Schneeschuh-TrendWildtiere sind im Stress
Der aktuelle Boom gefährdet die Tierwelt. Wildhüter Bruno Dauwalder mahnt zu Rücksicht.
Wie ein aufgescheuchtes Huhn – was in der Umgangssprache einer witzigen Konnotation gleichkommt, kann in der Natur bitteren Ernst bedeuten. «Die Raufusshühner, dazu gehören etwa Birk- und Auerhühner, schlafen in selbst gebauten Schneehöhlen», erklärt Bruno Dauwalder, Wildhüter im Berner Oberland. «Werden sie durch Schneesportler aufgescheucht, verlassen sie ihren Schlafplatz.»
Das bedeute für die teilweise gefährdeten Tiere in den Alpen nicht nur grossen Stress, sondern auch die Suche nach einem neuen Unterschlupf. Ein Stress mit Folgen. Forschungen zeigen, dass eine erhöhte Sterblichkeit im Winter und negative Auswirkungen auf die Fortpflanzung im Frühling dazugehören können.

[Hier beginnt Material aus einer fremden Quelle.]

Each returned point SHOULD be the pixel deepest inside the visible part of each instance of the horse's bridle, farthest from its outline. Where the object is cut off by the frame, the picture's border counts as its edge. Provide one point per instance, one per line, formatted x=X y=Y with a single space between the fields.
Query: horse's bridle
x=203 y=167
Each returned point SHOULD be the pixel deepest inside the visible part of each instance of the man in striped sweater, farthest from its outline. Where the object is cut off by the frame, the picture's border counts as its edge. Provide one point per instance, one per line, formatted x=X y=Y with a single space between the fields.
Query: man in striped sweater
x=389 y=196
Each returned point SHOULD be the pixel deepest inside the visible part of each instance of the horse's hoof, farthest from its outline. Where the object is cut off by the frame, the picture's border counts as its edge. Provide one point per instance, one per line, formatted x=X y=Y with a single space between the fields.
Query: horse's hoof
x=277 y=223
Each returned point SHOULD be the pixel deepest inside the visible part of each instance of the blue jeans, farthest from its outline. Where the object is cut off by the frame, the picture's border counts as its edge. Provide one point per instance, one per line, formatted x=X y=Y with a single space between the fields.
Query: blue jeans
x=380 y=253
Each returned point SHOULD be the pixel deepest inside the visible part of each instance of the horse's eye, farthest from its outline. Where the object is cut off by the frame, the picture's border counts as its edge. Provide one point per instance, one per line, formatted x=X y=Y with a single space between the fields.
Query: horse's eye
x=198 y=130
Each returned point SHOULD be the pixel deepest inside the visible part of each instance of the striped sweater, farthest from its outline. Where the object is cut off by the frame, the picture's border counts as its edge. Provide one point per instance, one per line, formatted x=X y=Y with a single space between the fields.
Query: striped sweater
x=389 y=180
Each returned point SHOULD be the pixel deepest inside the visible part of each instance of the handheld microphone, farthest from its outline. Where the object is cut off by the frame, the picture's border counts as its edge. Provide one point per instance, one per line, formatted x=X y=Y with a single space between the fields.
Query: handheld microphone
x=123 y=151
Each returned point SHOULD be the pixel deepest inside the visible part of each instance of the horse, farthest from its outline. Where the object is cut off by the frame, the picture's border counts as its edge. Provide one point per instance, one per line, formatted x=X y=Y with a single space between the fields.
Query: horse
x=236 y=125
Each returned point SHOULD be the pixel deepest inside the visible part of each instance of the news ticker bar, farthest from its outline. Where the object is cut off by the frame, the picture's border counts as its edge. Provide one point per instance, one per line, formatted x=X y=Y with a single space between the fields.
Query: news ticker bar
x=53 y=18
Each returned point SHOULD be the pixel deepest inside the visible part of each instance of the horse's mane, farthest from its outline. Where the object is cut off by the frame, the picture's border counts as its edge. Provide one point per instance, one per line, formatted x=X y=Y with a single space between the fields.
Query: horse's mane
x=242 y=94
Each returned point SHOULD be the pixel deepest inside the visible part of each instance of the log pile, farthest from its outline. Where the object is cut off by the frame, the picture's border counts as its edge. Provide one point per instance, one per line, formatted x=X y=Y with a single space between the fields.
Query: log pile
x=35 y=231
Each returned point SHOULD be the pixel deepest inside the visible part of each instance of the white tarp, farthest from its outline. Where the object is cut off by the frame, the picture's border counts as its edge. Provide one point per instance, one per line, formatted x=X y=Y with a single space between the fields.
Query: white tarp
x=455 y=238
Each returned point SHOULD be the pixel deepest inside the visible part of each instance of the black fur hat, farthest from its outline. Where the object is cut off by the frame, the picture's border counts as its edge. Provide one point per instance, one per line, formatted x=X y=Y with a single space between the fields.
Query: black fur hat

«Rechtliche Mittel haben wir ausserhalb von Wildschutz- und Naturschutzgebieten leider keine.»
Seit 34 Jahren überwacht, reguliert und pflegt Dauwalder als Wildhüter die Bestände wild lebender Tiere und deren Reviere im Gebiet Thuner- und Brienzersee. Auch in seinem Aufsichtskreis rund um das für eine Steinbockkolonie bekannte Niederhorn weilen in diesem Winter Wildtiere und Schneeschuhläufer. Erstere vertragen die Präsenz der Menschen nur, wenn sich diese an die Regeln halten.
«90 Prozent der Schneeschuhwanderer in meinem Gebiet bewegen sich auf den offiziellen und signalisierten Schneeschuhrouten», fasst der Wildhüter seinen Erfahrungswert zusammen.
So weit, so gut. Für die übrigen 10 Prozent aber – gut möglich, dass es im Corona-Winter mehr werden – hat Dauwalder kein Verständnis. «Rechtliche Mittel haben wir ausserhalb von Wildschutz- und Naturschutzgebieten leider keine», sagt er zu Schneeschuhwanderern, die sich einen eigenen Weg durch das Gelände und somit auch durch Natur- und Wildschutzzonen bahnen. «Wir können nur an den Verstand der Besucher appellieren.»
Flucht als Kraftakt
Wer sich konsequent auf den offiziellen und markierten Routen bewegt, macht schon fast alles richtig. Trotzdem kommt es gemäss Dauwalder immer wieder vor, dass er Besucher, auch jene auf den Pfaden, auf die Regeln aufmerksam machen muss. «Wo Tiere leben, müssen Hunde an die Leine», erklärt er. Und auf nächtliche Ausflüge soll man bitte gänzlich verzichten.
«Wenn Tiere flüchten, braucht das sehr viel Energie.»
Denn nicht nur die Raufusshühner, auch andere Bewohner der Schweizer Bergwelt fahren im Winter ihren Energiehaushalt aufgrund tiefer Temperaturen und des knappen Nahrungsangebots herunter und reagieren entsprechend empfindlich auf Störungen.
Das gilt etwa auch für Rehe, Hirsche und Gämsen. «Wenn diese flüchten, braucht das sehr viel Energie», so Bruno Dauwalder. Durch hohen Schnee zu rennen, mit einem potenziellen Feind im Rücken, ist ein grosser Kraftakt. Trauen sich die Tiere aufgrund von wiederholten Störungen nicht zurück an ihren Stammplatz, müssen sie die verbrauchten Reserven anderswo kompensieren. «Dann verursachen sie Schäden an Schutzwald und Jungbäumen», illustriert der Wildhüter die Wirkungskette.
Ruhig und gemütlich weitergehen
Auf den signalisierten Schneeschuhwanderwegen zu bleiben, bedeutet nicht automatisch, auf jegliche Tiersichtungen zu verzichten. Nicht selten halten sich Auerhuhn, Reh und Co. in der Nähe der Trails auf – und können die menschlichen Besucher antizipieren.
Tiere, denen man auf der Route begegnet, haben sich in der Regel an Schneeschuhläufer gewöhnt und reagieren weniger sensibel. In diesem Fall empfiehlt Wildhüter Dauwalder, gemütlich weiterzugehen und keine lauten Geräusche zu machen. In der Ruhe ist es im Winterwunderland ja sowieso am idyllischsten.